Following this with Three Places in New England (1914) reinforces the consistency of Ives’s mature thinking. Davis brings Mahlerian pathos to ‘The St Gaudens in Boston Common’ with its stately progress towards a climax which never arrives, then is mindful not to indulge in overkill as ‘Putnam’s Camp, Redding, Connecticut’ takes its eventful course to a still focal-point before regaining its initial verve for the uproarious conclusion. Neither is the simmering fervency of ‘The Housatonic at Stockbridge’ at all undersold, its hymnal underlay provoking a resplendent climax left hanging in mid-air.

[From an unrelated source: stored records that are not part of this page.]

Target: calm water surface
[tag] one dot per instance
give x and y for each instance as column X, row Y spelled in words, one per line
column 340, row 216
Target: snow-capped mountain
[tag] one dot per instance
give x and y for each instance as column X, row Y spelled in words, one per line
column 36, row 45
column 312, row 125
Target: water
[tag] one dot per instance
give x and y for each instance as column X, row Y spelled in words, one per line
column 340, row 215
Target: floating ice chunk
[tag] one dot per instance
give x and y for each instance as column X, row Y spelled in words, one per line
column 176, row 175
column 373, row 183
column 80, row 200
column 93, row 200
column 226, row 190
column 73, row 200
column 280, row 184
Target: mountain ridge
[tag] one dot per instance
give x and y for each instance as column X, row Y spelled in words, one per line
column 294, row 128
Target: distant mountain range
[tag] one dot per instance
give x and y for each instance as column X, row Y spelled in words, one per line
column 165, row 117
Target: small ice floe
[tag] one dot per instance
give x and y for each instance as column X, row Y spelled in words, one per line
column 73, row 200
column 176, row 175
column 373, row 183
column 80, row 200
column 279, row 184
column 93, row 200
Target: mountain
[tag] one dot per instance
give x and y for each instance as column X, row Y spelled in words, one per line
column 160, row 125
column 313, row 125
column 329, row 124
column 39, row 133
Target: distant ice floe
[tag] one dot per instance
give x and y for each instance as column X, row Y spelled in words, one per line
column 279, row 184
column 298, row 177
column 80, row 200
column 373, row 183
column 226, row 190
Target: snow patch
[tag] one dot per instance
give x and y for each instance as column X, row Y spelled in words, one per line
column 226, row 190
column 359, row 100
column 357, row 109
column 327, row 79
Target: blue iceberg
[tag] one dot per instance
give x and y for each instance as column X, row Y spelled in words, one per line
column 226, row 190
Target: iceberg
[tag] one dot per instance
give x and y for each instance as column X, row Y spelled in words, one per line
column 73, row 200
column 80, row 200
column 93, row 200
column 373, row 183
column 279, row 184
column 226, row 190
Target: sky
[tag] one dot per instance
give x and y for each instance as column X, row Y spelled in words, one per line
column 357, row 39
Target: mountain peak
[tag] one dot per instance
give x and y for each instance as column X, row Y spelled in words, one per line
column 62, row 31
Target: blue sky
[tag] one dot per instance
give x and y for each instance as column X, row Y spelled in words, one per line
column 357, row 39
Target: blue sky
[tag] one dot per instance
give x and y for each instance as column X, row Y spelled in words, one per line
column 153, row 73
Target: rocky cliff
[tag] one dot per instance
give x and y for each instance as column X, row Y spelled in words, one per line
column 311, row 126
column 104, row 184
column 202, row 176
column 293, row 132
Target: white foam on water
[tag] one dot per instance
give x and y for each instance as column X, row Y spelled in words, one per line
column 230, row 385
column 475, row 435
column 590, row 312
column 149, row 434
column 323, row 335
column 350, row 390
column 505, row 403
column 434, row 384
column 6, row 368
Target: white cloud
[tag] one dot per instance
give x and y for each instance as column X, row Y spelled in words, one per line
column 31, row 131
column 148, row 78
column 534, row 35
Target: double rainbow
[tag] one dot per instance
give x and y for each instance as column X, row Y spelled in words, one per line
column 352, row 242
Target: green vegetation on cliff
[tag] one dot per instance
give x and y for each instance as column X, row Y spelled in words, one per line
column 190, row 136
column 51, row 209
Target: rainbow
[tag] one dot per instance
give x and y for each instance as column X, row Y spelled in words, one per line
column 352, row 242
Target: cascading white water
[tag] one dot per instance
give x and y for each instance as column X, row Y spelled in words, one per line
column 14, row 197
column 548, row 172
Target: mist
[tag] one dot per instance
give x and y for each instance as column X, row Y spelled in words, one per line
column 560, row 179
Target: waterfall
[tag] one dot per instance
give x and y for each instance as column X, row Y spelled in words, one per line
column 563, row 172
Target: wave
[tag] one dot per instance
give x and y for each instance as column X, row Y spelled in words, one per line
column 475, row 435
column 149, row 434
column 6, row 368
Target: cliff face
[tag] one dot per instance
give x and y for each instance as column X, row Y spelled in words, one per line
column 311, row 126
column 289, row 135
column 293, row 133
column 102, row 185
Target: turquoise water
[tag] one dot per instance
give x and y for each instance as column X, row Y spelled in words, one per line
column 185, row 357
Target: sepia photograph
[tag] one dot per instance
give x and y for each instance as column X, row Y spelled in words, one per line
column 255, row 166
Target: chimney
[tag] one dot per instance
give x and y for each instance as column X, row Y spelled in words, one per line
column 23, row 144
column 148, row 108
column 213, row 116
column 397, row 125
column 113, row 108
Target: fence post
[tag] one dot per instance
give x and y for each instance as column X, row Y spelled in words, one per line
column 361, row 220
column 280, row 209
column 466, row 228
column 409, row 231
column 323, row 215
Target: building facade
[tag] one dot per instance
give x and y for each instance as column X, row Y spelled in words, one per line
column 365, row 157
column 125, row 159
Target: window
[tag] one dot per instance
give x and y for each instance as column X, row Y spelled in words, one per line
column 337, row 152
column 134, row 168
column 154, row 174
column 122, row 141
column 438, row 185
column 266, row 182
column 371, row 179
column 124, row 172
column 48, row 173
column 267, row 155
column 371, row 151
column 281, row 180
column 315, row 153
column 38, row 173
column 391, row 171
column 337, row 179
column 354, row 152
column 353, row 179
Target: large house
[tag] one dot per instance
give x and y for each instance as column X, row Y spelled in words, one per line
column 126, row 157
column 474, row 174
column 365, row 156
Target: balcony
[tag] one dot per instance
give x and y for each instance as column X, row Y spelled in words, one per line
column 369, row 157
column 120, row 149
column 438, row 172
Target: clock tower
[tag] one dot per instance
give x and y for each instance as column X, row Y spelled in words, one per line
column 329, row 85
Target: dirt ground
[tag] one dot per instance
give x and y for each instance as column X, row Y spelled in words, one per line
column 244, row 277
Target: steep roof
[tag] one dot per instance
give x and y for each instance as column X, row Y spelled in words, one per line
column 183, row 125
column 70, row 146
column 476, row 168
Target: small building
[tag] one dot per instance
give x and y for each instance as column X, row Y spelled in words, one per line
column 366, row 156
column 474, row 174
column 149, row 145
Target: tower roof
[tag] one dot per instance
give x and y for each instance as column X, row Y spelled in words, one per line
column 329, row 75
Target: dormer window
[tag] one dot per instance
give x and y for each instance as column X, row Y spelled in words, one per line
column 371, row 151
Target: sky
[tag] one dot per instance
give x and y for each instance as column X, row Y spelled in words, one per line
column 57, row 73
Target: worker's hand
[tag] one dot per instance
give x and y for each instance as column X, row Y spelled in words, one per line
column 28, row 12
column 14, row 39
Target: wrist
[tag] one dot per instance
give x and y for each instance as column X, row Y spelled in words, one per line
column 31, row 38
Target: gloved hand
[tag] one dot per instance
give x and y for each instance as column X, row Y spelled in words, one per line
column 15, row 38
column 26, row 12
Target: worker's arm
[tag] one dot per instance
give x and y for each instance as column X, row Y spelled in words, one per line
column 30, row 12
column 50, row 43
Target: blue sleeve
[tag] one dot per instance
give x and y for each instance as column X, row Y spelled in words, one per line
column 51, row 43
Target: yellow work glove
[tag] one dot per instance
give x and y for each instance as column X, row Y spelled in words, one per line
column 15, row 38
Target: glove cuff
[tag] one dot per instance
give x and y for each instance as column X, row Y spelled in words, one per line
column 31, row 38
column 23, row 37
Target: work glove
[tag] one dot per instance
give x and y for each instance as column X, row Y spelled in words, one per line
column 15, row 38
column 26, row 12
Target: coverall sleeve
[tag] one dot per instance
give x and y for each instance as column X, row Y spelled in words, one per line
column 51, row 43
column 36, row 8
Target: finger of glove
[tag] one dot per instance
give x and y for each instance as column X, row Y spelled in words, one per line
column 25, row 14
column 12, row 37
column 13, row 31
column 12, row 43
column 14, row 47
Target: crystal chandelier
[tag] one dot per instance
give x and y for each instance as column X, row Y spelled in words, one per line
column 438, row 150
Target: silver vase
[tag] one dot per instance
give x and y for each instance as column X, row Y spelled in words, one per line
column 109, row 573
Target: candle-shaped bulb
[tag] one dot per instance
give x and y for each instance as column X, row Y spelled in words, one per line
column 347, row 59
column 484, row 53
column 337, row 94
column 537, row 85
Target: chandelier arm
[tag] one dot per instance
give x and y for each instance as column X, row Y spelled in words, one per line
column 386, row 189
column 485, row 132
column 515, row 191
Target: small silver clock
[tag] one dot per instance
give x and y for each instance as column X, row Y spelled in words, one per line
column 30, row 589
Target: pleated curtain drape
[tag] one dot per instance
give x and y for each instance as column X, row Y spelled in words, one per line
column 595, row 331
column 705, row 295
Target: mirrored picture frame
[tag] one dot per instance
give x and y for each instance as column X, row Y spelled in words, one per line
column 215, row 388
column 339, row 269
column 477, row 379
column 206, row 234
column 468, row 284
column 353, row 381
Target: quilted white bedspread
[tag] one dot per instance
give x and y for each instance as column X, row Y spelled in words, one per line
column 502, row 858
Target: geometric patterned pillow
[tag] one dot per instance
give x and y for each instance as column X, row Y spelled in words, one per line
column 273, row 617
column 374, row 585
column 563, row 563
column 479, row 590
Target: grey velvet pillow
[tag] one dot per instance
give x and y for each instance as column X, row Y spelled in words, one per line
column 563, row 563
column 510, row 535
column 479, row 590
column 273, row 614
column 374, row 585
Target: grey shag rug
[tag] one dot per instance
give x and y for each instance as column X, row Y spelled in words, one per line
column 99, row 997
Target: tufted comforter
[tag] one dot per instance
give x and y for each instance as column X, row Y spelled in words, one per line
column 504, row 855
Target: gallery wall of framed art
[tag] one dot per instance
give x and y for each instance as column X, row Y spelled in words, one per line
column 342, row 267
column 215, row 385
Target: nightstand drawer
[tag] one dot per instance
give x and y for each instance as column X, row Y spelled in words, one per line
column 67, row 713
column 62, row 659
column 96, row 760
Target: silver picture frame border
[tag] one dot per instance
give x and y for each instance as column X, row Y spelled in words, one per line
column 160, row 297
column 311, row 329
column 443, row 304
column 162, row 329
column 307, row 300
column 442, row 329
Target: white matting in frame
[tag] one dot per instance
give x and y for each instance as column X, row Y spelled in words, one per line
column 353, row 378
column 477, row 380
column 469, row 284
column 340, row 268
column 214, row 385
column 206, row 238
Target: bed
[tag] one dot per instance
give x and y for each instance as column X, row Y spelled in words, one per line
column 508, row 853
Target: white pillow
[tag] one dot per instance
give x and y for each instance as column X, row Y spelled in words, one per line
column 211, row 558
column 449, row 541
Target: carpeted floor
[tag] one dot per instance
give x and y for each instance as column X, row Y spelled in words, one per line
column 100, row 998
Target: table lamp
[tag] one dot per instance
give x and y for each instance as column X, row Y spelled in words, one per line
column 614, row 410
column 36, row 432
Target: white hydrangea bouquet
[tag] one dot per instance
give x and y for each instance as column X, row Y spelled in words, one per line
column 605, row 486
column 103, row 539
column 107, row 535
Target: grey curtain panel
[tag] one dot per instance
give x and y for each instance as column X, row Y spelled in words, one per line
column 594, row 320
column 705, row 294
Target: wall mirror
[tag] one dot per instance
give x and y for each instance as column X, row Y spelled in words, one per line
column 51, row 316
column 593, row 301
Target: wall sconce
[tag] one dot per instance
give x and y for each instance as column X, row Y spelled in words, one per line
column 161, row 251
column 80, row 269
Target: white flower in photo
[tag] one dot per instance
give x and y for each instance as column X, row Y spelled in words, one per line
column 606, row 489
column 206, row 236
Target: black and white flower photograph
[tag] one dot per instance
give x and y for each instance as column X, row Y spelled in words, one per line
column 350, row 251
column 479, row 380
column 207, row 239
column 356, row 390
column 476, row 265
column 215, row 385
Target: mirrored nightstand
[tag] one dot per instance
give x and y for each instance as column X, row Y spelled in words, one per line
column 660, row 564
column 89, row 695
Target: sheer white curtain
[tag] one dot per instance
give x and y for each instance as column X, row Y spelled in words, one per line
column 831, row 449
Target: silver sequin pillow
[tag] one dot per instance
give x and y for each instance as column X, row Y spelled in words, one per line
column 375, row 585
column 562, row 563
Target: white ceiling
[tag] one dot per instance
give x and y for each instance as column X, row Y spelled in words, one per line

Davis frames the New England triptych with the Two Contemplations that are similarly among Ives’s most enduring creations. Central Park in the Dark (1906) is admirably done in that its contrasting strata of ethereal strings and strident winds intertwine imperceptibly heading into the raucous climax and unresolved close. The Unanswered Question (1908) might have been just a little steadier so that its spatial exchanges between trumpet and woodwinds registered even more graphically, though there is no denying the poise of the strings circling impassively behind them.
For the Holidays Symphony, Michael Tilson Thomas’s fastidious reading on Avie is a strong contender (even if his earlier account on Sony delved even deeper), as is David Zinman’s robust account coupled with a Three Places, which lacks subtlety, while James Sinclair’s take for Naxos on the other pieces is part of a worthwhile miscellany.
Superbly recorded – not least in its realising of the composer’s occasionally fanciful intentions, with detailed booklet notes from Mervyn Cooke and the conductor, the present disc consolidates what is becoming an important and absorbing series.